Wir sollten uns endlich wieder auf uns selbst, unsere eigene Stärke und unseren eigenen Arbeitsmarkt konzentrieren und dort investieren und neue Arbeitsplätze schaffen, anstatt unser Kapital im Ausland zu investieren, welches dort dann auf Pump verkonsumiert wird. Während wir auf den Forderungen sitzenbleiben und mit immer neuen Rettungsbürgschaften und Kerditzusagen unsere ausländischen Schuldner retten müssen.
Wir brauchen hier bei uns im Land die Arbeitsplätze und nicht in Ungarn, Tschechien, der Slowakei oder sonstwo. Wir brauchen hier die Kaufkraft für unsere Bürger, zur Stärkung und dem Ausbau des eigenen Binnenmarktes. Export ja, aber nur mit einem starken eigenen Binnenmarkt.

Account gelöscht!

02.10.2015, 14:07 Uhr

Und das mediale Bashing gegen VW geht munter weiter. Die Grün-Sozialisten halten dieses Bashing munter am laufen.
ES GEHT HIER UM ABGASWERTE UND UM KEINE SICHERHEITSRELEVANTEN VERSÄUMNISSE!!!

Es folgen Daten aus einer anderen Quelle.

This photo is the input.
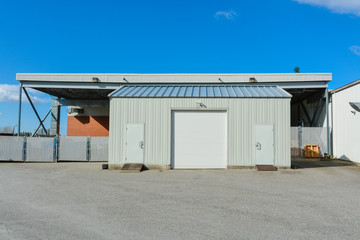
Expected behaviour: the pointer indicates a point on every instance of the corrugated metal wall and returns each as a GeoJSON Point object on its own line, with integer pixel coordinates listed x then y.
{"type": "Point", "coordinates": [243, 115]}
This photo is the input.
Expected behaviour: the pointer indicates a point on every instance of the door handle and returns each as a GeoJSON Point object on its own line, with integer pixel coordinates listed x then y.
{"type": "Point", "coordinates": [258, 146]}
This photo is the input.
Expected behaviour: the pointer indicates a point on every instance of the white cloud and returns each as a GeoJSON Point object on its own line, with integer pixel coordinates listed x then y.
{"type": "Point", "coordinates": [355, 49]}
{"type": "Point", "coordinates": [338, 6]}
{"type": "Point", "coordinates": [10, 93]}
{"type": "Point", "coordinates": [230, 15]}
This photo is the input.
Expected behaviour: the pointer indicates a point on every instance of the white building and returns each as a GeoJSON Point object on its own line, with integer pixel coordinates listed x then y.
{"type": "Point", "coordinates": [346, 122]}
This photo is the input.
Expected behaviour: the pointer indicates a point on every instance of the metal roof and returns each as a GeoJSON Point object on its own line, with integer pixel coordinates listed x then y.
{"type": "Point", "coordinates": [210, 91]}
{"type": "Point", "coordinates": [346, 86]}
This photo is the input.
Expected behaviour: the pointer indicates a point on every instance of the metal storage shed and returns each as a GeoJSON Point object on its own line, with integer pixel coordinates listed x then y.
{"type": "Point", "coordinates": [199, 126]}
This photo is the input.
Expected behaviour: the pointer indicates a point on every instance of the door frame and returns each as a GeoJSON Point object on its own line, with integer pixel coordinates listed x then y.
{"type": "Point", "coordinates": [172, 135]}
{"type": "Point", "coordinates": [254, 141]}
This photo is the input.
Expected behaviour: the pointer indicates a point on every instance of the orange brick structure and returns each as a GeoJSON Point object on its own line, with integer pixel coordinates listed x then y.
{"type": "Point", "coordinates": [94, 126]}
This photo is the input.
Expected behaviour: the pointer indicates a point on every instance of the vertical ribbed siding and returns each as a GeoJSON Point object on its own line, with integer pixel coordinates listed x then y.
{"type": "Point", "coordinates": [243, 115]}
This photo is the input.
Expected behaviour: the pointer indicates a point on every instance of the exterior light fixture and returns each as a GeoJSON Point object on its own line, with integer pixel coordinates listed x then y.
{"type": "Point", "coordinates": [355, 105]}
{"type": "Point", "coordinates": [200, 104]}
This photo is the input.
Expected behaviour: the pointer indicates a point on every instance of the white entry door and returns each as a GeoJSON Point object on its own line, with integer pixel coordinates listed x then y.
{"type": "Point", "coordinates": [264, 145]}
{"type": "Point", "coordinates": [135, 143]}
{"type": "Point", "coordinates": [199, 139]}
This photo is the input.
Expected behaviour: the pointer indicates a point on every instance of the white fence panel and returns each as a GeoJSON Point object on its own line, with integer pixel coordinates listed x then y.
{"type": "Point", "coordinates": [39, 149]}
{"type": "Point", "coordinates": [73, 148]}
{"type": "Point", "coordinates": [99, 149]}
{"type": "Point", "coordinates": [11, 148]}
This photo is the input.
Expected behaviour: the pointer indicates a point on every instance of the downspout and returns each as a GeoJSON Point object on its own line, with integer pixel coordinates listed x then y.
{"type": "Point", "coordinates": [327, 121]}
{"type": "Point", "coordinates": [19, 114]}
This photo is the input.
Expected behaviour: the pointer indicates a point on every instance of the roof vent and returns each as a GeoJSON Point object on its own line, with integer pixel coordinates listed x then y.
{"type": "Point", "coordinates": [252, 80]}
{"type": "Point", "coordinates": [75, 110]}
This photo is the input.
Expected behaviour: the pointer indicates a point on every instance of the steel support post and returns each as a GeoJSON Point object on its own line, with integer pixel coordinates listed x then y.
{"type": "Point", "coordinates": [33, 107]}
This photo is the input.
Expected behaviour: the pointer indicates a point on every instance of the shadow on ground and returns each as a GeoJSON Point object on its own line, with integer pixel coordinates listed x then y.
{"type": "Point", "coordinates": [297, 162]}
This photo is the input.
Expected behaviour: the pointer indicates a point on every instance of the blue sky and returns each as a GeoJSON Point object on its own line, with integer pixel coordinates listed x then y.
{"type": "Point", "coordinates": [228, 36]}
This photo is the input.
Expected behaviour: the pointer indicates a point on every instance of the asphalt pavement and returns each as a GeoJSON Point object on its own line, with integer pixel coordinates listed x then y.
{"type": "Point", "coordinates": [82, 201]}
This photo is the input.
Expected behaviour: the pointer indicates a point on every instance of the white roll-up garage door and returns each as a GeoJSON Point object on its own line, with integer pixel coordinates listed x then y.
{"type": "Point", "coordinates": [199, 139]}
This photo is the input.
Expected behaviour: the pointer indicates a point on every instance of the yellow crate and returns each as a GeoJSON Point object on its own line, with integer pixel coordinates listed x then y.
{"type": "Point", "coordinates": [311, 150]}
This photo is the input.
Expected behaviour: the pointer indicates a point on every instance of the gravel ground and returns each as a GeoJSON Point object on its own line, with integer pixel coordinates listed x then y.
{"type": "Point", "coordinates": [81, 201]}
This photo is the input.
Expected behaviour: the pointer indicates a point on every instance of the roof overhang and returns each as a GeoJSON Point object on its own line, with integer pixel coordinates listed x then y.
{"type": "Point", "coordinates": [199, 91]}
{"type": "Point", "coordinates": [99, 86]}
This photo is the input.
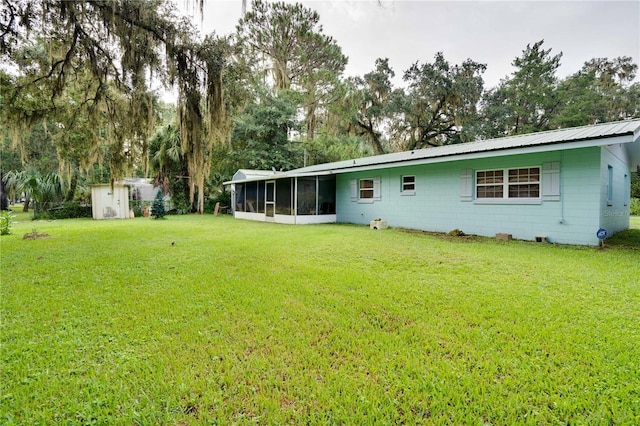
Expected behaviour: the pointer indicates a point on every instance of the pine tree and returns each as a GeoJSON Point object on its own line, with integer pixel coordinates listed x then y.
{"type": "Point", "coordinates": [157, 208]}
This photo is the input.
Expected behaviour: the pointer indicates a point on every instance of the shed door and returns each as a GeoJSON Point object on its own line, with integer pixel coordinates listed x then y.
{"type": "Point", "coordinates": [270, 199]}
{"type": "Point", "coordinates": [111, 203]}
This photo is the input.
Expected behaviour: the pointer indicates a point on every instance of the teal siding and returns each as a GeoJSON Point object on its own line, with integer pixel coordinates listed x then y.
{"type": "Point", "coordinates": [439, 205]}
{"type": "Point", "coordinates": [614, 213]}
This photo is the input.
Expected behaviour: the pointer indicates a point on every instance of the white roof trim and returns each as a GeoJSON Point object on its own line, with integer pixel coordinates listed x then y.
{"type": "Point", "coordinates": [622, 132]}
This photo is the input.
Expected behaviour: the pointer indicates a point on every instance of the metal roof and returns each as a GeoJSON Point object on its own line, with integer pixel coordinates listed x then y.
{"type": "Point", "coordinates": [593, 135]}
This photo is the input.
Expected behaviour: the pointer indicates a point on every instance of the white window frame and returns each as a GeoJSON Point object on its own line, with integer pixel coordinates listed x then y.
{"type": "Point", "coordinates": [609, 185]}
{"type": "Point", "coordinates": [357, 190]}
{"type": "Point", "coordinates": [408, 187]}
{"type": "Point", "coordinates": [369, 190]}
{"type": "Point", "coordinates": [505, 198]}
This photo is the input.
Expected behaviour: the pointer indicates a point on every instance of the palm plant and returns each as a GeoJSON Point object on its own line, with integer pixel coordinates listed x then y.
{"type": "Point", "coordinates": [35, 186]}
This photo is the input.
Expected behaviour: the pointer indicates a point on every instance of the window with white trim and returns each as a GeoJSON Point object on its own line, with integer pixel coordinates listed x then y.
{"type": "Point", "coordinates": [408, 185]}
{"type": "Point", "coordinates": [609, 185]}
{"type": "Point", "coordinates": [365, 190]}
{"type": "Point", "coordinates": [508, 183]}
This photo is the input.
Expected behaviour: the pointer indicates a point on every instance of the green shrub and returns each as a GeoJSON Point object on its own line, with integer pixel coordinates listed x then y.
{"type": "Point", "coordinates": [6, 219]}
{"type": "Point", "coordinates": [158, 210]}
{"type": "Point", "coordinates": [63, 210]}
{"type": "Point", "coordinates": [635, 207]}
{"type": "Point", "coordinates": [224, 198]}
{"type": "Point", "coordinates": [138, 207]}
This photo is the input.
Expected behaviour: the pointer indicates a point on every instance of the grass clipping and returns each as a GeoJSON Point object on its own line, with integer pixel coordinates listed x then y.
{"type": "Point", "coordinates": [35, 235]}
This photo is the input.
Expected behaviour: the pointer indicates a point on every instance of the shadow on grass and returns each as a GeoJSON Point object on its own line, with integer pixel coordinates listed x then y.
{"type": "Point", "coordinates": [629, 239]}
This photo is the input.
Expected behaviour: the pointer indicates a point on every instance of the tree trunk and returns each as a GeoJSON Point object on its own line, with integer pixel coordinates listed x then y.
{"type": "Point", "coordinates": [72, 187]}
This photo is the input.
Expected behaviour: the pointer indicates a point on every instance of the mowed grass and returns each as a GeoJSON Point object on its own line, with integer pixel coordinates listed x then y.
{"type": "Point", "coordinates": [211, 320]}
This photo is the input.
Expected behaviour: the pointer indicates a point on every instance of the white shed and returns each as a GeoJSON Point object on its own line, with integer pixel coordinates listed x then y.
{"type": "Point", "coordinates": [109, 202]}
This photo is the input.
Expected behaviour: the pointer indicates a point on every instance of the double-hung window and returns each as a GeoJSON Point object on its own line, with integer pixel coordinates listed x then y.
{"type": "Point", "coordinates": [365, 190]}
{"type": "Point", "coordinates": [408, 185]}
{"type": "Point", "coordinates": [508, 184]}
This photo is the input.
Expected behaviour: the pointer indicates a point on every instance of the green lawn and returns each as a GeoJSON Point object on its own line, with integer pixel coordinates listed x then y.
{"type": "Point", "coordinates": [205, 320]}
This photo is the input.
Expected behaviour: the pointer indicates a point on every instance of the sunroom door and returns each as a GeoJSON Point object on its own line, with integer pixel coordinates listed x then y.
{"type": "Point", "coordinates": [270, 199]}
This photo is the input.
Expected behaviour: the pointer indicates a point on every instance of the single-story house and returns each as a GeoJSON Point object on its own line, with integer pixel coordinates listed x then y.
{"type": "Point", "coordinates": [110, 202]}
{"type": "Point", "coordinates": [560, 186]}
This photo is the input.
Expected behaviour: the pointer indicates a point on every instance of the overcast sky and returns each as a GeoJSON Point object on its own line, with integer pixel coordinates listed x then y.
{"type": "Point", "coordinates": [490, 32]}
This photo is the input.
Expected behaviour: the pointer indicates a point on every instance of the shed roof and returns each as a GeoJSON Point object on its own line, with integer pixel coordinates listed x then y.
{"type": "Point", "coordinates": [594, 135]}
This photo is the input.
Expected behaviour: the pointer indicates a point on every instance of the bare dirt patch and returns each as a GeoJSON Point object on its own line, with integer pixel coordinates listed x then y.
{"type": "Point", "coordinates": [35, 235]}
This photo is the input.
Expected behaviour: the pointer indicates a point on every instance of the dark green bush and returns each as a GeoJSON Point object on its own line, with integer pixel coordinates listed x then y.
{"type": "Point", "coordinates": [63, 210]}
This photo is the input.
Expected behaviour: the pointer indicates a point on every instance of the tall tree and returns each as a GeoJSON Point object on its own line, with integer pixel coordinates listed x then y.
{"type": "Point", "coordinates": [438, 104]}
{"type": "Point", "coordinates": [286, 43]}
{"type": "Point", "coordinates": [120, 45]}
{"type": "Point", "coordinates": [526, 101]}
{"type": "Point", "coordinates": [603, 90]}
{"type": "Point", "coordinates": [261, 135]}
{"type": "Point", "coordinates": [373, 98]}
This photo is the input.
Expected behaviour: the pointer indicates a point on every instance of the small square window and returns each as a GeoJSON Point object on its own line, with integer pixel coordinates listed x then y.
{"type": "Point", "coordinates": [366, 189]}
{"type": "Point", "coordinates": [408, 184]}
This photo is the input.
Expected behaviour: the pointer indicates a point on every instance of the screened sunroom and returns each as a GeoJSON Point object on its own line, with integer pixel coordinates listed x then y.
{"type": "Point", "coordinates": [276, 197]}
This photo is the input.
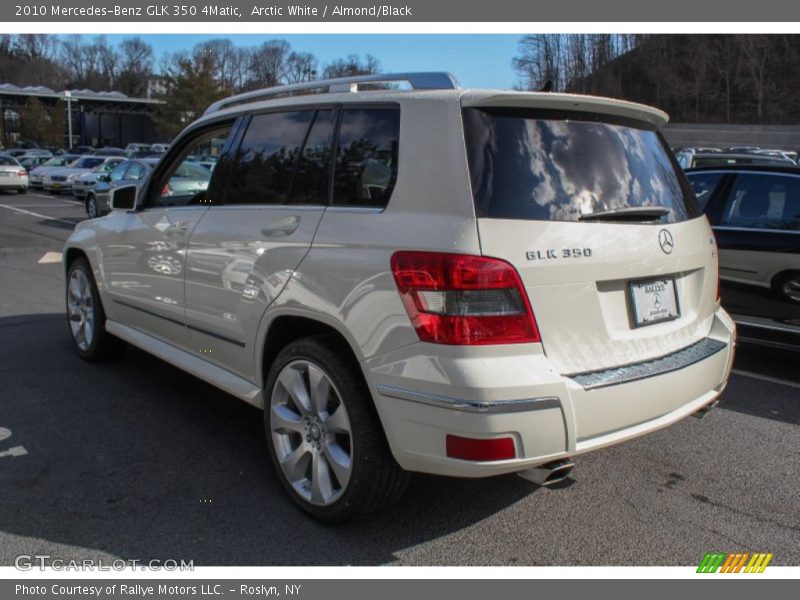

Das ist eine Sache zwischen Käufer und VW und zwischen Wettbewerber und VW. Und ich würde mir jederzeit einen VW kaufen.....beim Kauf hat mich noch nie der Abgaswert interessiert....Preis Leistung müssen stimmen und bei VW find ich einfach zuviel Leistung für die ich nicht zahlen will. Das ist das einzige Argument, warum ich bis dato keinen VW gekauft habe.